SAN DIEGO — Despite increased rates of acetaminophen-induced acute liver injury and acute liver failure than male counterparts, women did not experience poorer survival outcomes related to these conditions, according to findings presented at Digestive Disease Week 2016.
Jessica Rubin, MD, MPH, of the department of medicine at the University of California San Francisco, and colleagues investigated how acute liver injury and acute liver failure due to acetaminophen toxicity differ between men and women. Specifically, they looked at how these conditions present and progress and how outcomes are different between the two sexes.
“Although acetaminophen is the most common cause of acute liver injury and acute liver failure worldwide, the pathogenesis of these complications is unclear,” Rubin said.
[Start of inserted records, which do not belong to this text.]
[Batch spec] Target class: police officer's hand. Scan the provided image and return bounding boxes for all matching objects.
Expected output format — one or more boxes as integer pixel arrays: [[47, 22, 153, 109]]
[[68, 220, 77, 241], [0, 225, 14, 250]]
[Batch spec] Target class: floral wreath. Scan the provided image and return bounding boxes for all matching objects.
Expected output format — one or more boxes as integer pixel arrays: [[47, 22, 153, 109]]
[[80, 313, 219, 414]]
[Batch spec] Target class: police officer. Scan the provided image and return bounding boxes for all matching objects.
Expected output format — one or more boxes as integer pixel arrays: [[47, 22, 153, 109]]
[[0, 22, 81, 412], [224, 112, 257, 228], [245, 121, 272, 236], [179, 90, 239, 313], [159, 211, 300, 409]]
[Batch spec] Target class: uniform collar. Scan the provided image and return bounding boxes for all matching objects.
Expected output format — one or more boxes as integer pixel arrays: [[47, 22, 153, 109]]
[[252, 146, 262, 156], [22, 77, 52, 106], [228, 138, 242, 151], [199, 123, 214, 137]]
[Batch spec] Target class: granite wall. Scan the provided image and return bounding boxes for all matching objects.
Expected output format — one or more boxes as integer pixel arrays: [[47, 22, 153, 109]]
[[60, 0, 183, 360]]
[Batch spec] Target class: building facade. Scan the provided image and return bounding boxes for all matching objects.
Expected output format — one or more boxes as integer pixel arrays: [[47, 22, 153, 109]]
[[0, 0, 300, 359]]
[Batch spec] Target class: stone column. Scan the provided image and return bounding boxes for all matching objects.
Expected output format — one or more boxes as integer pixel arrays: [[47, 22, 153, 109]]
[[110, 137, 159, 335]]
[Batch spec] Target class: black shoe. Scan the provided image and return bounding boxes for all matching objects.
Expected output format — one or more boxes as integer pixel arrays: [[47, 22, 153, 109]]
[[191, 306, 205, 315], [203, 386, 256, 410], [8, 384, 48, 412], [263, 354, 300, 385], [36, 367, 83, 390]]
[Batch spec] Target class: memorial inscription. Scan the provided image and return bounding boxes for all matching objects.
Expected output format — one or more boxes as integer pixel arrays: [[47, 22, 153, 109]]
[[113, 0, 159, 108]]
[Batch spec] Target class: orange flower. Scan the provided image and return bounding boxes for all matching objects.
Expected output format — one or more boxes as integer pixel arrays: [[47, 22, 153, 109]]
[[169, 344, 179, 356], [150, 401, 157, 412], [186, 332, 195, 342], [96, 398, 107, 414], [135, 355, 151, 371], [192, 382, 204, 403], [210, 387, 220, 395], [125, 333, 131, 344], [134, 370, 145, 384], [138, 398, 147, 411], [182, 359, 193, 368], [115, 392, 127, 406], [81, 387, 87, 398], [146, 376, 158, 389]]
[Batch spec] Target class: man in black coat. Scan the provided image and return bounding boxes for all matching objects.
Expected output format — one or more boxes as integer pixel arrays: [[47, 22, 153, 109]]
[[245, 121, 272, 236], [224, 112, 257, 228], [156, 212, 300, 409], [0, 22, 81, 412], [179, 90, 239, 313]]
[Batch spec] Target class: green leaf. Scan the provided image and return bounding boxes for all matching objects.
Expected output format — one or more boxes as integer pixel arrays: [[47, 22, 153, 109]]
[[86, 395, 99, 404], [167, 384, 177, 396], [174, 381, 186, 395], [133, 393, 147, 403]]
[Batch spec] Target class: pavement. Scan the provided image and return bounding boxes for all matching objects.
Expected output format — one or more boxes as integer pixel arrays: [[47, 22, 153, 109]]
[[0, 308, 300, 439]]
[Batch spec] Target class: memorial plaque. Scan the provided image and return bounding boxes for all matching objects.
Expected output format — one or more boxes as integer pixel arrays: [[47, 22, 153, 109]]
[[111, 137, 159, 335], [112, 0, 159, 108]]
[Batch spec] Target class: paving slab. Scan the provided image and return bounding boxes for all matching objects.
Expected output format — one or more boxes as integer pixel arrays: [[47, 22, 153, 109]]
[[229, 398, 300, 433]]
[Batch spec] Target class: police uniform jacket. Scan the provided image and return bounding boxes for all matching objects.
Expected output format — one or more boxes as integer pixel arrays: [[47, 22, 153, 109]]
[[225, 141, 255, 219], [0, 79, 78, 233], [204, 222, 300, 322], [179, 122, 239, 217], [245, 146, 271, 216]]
Data for patients enrolled in the U.S. Acute Liver Failure Study Group between January 2000 and July 2015 were included. “We were looking at sex differences in presentation and hospital course,” she said. “We assessed overall survival and transplant-free survival at 21 days.”
The analysis included 1,066 patients. There were 202 patients with acute liver injury and 864 patients with acute liver failure. “The remainder of this talk will deal with the 864 acute liver failure patients,” Rubin said.
She reported on data for 654 women and 210 men.
Women with acetaminophen-induced acute liver failure had a median age of 37 years at presentation, while men were 33 years old (P < .001).
Comorbid psychiatric disease was more common in women, 60% vs. 47% (P = .009). However, the researchers reported no differences between the sexes in terms of suicidal intent as a reason for taking acetaminophen.
Median ALT was 3,430 among women, compared with 4,701 for men (P = .018). Women also had lower median MELD scores at admission, 32 vs. 35 (P < .001).
Intubation rates were higher in women, as were rates of receiving mannitol. Encephalopathy rates were 59% for women and 42% men.
Similar rates of need for renal replacement therapy were reported for women and men.
Although multi-organ disease appeared more severe as a result of acetaminophen-induced acute liver failure, women had a 21-day overall survival rate of 77%, compared with 74% for men (P = .57). In addition, women also had similar rates of transplant-free survival as men, 68% vs. 67% (P = .63).
“Women were more likely to present with acetaminophen-induced acute liver injury and acute liver failure,” Rubin said. “Women also were more likely to have more critical care needs than men on admission and throughout hospitalization. However, this did not translate to significant differences between the sexes in terms of overall or transplant-free survival at 21 days.”
Rubin J, et al. Abstract #352. Presented at: Digestive Disease Week; May 21-24, 2016; San Diego.
Disclosures: Rubin reports no relevant financial disclosures.
Editor's Note: This item has been updated with additional information from the presenter.